Since General Mohan assumed control, Basra police report a 70% drop in crime. Statistics are always suspect, but the British agree that there has been a precipitous decrease in crime. I witnessed this change in atmosphere and reported the extent of the calm, countering mainstream media reports that falsely claimed Basra had descended into chaos in the wake of the pullback.
There was, however, a suicide car bomb in late September. Car bombs are rare in Basra, and suicide attacks nearly unheard-of, so this could be read as an indication of an outside influence such as al Qaeda, which is remarkably unwelcome in Basra. Days later, a Sunni mosque in Basra was attacked, again by a suicide bomber. But if the goal of those isolated attacks was to kindle civil war in Basra, they failed.

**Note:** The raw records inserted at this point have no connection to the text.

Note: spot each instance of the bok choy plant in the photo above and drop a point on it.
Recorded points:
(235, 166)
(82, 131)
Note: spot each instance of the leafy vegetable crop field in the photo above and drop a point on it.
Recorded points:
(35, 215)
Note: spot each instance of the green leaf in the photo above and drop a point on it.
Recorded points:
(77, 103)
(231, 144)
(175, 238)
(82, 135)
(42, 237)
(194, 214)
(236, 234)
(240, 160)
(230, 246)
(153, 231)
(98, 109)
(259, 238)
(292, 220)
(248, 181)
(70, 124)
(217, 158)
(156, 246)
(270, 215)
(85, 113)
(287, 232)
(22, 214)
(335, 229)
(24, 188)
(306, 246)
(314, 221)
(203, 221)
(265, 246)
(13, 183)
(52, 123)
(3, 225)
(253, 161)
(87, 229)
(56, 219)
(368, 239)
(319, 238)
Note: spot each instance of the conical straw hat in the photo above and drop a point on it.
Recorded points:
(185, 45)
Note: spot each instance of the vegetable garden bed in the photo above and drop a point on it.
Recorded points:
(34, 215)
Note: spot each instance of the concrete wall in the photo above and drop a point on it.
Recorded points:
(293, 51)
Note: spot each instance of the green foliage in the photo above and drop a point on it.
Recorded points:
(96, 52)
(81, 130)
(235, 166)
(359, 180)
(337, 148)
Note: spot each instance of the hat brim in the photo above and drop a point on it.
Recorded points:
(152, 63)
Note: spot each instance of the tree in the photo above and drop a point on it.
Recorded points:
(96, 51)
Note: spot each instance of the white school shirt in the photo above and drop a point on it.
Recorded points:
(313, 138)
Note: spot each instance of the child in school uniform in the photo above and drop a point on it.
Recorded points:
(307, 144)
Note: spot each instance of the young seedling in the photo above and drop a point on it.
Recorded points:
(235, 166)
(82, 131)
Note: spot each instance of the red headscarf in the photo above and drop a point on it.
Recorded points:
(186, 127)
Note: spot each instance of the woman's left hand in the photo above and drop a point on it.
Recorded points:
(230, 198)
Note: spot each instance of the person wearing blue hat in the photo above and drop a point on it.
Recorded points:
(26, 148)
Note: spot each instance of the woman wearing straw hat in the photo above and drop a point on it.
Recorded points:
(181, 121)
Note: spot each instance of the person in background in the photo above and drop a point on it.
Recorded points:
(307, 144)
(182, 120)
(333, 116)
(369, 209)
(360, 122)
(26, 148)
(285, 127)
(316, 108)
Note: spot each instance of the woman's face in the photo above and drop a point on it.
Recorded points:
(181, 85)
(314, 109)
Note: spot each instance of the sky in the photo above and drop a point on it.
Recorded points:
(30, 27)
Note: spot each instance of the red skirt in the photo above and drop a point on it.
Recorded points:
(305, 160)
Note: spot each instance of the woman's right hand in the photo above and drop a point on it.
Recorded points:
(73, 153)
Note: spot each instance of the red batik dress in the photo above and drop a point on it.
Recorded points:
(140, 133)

At the current rate, Iraq might end up being an ally in the fight against al Qaeda; large numbers of Iraqis have learned to hate al Qaeda with as much ferocity as Americans hate al Qaeda. The surest thing AQI can do to assure its own demise in Iraq is to continue wholesale murder.

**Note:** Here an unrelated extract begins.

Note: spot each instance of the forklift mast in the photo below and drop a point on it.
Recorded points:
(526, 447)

By the time I arrived on my latest trip to Basra on 26 September, the “Honor Agreement” was holding fast. So much so that in September—when the mainstream media was consistently reporting that the place was “in chaos”—the violence in Basra had actually fallen off the screen. Mortar and rocket attacks still occurred, but infrequently and with no military relevance. There was a brief attack at the Basra Airport on 8 October during which I had to lie flat for just a few minutes, and a few other minor attacks where I had to lie down, but this is in sharp contrast to the attacks earlier this year where it was common to lie flat more than a half-dozen times per day, every day.
One mitigating factor the “honor agreement” could not impact was the oppressive heat that accounted for casualties that do not show up in combat statistics. During summer, Basra is hotter than most of Iraq, and temperatures inside the armored vehicles often rose to about 70°C. During one 12-hour mission, the Brits took only 4 wounded to enemy action but another 18 fell to the heat. Some heat casualties are life-threatening, resulting in evacuation to the UK without returning to the unit.
British and American officers frequently lament that Iraq has no reservoir of capable, strong leaders. They talk about the “reverse Darwinism” where the strong were killed or exiled. If the violence continues to decline, more can return. Former refugees already are streaming home.
Perhaps more promising for the long-term are the junior Iraqi leaders, still mostly in their twenties, who are being identified and mentored by US Army and Marines, and by British forces. It will be years before they can return serious dividends, but this is an unseen face of progress that does not translate well into news.